Warren and Susie Buffett, 1960.

Kunhardt: That’s —everything I hear, that’s fair. He is as competitive as they come, and he doesn’t like to lose. I do think though that he has a moral compass that does not allow him to do things, to archive more in a way that he would not be proud of.

Ryssdal: Yeah, there’s a line from the film, I think it’s Charlie Munger speaking, his long-time business partner at Berkshire Hathaway. And it’s a line about “buying a fair company at a great price and now he buys great companies at a fair price,” or something like that.

Kunhardt: Exactly. Early on, Warren would buy very cheap stocks, knowing he could squeeze a few more dollars out of them, and they weren’t particularly good companies. And Charlie really turned him around to make him recognize the value of good companies and what they could produce over the long term.

Ryssdal: He is wired differently, and he basically admits this. He says at some point in the film, “I was genetically blessed with a certain wiring that’s very useful in a highly developed market system where there’s lots of chips on the table. And I happen to be good at that game.”

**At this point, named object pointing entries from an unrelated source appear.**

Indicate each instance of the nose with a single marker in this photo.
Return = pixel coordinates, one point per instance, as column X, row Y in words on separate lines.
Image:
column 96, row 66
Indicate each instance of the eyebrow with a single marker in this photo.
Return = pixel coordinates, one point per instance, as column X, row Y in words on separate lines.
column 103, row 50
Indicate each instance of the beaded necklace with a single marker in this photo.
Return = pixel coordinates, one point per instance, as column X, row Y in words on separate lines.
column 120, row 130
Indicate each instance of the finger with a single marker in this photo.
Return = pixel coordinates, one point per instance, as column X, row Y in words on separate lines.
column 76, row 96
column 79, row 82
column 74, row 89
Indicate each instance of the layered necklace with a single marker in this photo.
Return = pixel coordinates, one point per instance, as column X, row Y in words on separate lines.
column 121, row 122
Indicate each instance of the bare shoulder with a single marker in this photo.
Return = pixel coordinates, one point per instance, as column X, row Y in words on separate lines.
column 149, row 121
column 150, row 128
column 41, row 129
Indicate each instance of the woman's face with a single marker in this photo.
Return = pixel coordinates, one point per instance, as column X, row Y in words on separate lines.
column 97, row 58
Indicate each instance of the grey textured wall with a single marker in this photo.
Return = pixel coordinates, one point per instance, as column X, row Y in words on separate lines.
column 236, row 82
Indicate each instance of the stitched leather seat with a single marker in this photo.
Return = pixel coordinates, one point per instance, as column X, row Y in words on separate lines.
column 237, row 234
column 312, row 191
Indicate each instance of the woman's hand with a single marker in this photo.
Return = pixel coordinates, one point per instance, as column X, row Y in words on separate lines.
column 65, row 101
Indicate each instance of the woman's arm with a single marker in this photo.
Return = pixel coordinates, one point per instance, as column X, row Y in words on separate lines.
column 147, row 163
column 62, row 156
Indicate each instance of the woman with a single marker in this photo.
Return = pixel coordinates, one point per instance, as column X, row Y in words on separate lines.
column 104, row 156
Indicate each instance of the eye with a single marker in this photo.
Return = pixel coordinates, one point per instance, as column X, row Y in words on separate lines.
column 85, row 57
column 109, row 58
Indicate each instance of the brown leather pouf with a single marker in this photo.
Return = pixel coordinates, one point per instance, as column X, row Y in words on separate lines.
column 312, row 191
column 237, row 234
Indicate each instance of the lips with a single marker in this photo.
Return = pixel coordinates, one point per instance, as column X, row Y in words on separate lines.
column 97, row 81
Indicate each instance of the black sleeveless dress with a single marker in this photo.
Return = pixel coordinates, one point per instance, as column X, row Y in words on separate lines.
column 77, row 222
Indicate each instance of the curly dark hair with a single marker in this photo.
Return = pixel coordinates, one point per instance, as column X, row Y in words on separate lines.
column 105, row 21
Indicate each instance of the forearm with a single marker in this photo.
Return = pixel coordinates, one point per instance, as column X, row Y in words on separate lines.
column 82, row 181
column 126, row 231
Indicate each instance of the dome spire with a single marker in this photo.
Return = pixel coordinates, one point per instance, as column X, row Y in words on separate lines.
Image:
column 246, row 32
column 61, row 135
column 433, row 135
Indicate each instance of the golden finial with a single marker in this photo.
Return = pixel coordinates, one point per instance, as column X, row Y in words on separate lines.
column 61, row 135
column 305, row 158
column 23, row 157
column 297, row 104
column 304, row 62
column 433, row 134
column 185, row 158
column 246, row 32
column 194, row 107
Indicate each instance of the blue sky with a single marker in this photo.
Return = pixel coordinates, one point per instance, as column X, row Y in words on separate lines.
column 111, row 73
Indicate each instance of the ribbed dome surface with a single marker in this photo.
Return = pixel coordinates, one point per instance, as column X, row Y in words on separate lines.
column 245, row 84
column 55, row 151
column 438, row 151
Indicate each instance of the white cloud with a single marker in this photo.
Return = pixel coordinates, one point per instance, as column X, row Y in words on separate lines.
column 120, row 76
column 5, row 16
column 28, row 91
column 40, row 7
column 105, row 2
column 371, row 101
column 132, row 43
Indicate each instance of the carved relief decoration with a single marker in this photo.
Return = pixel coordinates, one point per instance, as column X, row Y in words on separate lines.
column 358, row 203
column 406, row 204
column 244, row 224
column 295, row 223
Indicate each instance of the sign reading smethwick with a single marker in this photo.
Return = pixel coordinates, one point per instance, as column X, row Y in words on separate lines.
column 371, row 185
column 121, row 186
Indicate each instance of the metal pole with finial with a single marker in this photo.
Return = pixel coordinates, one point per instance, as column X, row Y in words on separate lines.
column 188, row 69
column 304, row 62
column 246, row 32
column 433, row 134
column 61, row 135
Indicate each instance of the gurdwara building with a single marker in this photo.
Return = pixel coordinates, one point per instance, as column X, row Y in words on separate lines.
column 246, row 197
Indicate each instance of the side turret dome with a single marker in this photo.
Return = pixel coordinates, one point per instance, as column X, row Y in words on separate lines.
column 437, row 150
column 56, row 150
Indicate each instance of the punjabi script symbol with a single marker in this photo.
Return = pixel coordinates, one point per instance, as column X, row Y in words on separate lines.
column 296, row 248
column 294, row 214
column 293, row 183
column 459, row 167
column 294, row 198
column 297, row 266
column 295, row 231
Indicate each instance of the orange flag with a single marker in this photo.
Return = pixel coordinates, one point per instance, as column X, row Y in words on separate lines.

Kunhardt: He doesn’t take credit for that. He’s the first to say every life has equal value. “I happen to be lucky to be wired at a time when this sort of wiring makes a lot of money for me.” But it’s worked against him too. His childhood, he had difficulty fitting in. But it really was his wife, Suzy, who, when she came on the scene, if he had this giant brain, she had an equally giant heart, and she did everything she could to bring him out of himself and to socialize him and to make him much more comfortable with people around him so that by the end of the film, he says, “If it wasn’t for Suzy, Berkshire-Hathaway wouldn’t have happened. I would not have been as successful as I have been.”

Ryssdal: There’s a phrase that runs through this film, and it is compound interest, and Warren Buffett is a devotee of it, the strength of it and the power of it. But he talks a lot about the time that it takes for compound interest to work and the catch of course is that now, he lives and operates in a world where time has been shrunk, if that makes any sense.

Kunhardt: Yeah, that’s true. You know, if I personally took one lesson away from it is that compound interest works if you have patience. And he feels that today’s society of investors is largely not patient enough, so he attributes it to time, and he’s an incredibly patient man.